Pts who underwent ASCT had 2 yr PFS and OS of 46% (CI₉₅: 28.8-63.2) and 57.8% (CI₉₅: 43.8-71.8) respectively. Pre-ASCT response was not associated with PFS or OS.

73 (32%) received CART (14 in 2^nd line, 35 in 3^rd line and 24 in 4^th line); 72 had progressed on curative-intent chemoimmunotherapy and 69 were refractory. 42 (57%) pts had CR, 11 (15%) had PR and 15 (21%) had progressive disease (PD) to CART. 2 yr PFS and OS were 29.6% (CI₉₅: 7.8-51.4) and 52.4% (CI₉₅: 38.4-66.4) respectively. Post-CART CR had significantly higher PFS compared to PR (HR: 2.5 CI₉₅: 1.1-5.6, p=0.03) and PD (HR: 6.4, CI₉₅:3.2-13.1, P<0.001). Post-CART PD (HR: 2.66, CI₉₅:1.11-6.4, P<0.001) was significantly associated with adverse OS but not PR (HR: 1.7, CI₉₅:0.6-4.6, P=0.2).
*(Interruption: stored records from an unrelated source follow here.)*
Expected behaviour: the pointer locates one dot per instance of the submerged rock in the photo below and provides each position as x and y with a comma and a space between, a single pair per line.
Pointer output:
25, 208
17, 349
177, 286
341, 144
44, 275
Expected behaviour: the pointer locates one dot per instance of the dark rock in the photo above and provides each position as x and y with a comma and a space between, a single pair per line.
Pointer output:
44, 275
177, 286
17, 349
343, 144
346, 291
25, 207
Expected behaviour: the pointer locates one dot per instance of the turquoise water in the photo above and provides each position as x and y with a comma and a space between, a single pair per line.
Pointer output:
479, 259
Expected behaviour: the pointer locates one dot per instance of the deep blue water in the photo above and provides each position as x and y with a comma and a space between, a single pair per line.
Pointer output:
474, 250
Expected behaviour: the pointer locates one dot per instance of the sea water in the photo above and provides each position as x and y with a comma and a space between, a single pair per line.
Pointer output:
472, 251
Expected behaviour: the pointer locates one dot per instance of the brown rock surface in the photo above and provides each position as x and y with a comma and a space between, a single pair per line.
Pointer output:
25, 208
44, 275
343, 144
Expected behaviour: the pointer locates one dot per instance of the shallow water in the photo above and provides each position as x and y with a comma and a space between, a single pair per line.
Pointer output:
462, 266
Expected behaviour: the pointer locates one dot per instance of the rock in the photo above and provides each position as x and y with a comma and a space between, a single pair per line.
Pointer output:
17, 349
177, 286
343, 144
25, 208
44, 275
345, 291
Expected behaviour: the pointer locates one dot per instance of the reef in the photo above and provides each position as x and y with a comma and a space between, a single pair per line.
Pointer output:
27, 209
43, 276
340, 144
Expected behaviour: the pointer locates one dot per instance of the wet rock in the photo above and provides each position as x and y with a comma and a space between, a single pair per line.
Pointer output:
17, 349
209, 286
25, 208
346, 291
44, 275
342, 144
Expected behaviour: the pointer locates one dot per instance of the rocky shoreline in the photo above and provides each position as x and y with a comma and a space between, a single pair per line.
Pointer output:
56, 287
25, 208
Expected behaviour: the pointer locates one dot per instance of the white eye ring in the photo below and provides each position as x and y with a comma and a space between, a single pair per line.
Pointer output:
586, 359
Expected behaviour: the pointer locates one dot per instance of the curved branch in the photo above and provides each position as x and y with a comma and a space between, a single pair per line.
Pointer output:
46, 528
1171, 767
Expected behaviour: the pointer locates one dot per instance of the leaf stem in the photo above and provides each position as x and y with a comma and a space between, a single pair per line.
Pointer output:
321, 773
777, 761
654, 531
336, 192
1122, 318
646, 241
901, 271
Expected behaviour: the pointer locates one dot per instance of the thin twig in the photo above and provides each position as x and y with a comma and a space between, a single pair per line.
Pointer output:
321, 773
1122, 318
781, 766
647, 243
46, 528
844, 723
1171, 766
108 (68%) did not receive CART or ASCT in 2^nd or later line (nonCT); 87 had curative intent therapy and 21 had palliative-intent therapy. ORR was 33% (N=30), CR was 17% (N=19), 2 yr PFS and OS of 7.3% (CI₉₅: 0-35.8%) and 18% (CI₉₅: 0-39) respectively.

In pts progressive on 2nd line curative-intent salvage therapy, when adjusted for adverse features, CART (N=59) had significantly higher ORR (OR: 5.6 CI₉₅: 2.1-16.1, p<0.001), CR (OR: 5.3 CI₉₅: 2-16, p<0.001), PFS (HR 5.6 CI₉₅: 2.8-10.9, p<0.0001) and OS (HR: 5.1 CI₉₅: 2.3-11, p<0.001) compared to nonCT (N=87).

Conclusions: R/R DHL have low and short-lasting response to curative intent salvage therapy. PRD is less likely to respond to further chemotherapy. Minority of pts with chemosensitive disease who can be bridged to ASCT have durable outcomes. Outcomes of CART in chemoresistant pts are significantly better than nonCT and comparable to chemosensitive pts undergoing ASCT. CART can overcome chemorefractoriness of DHL.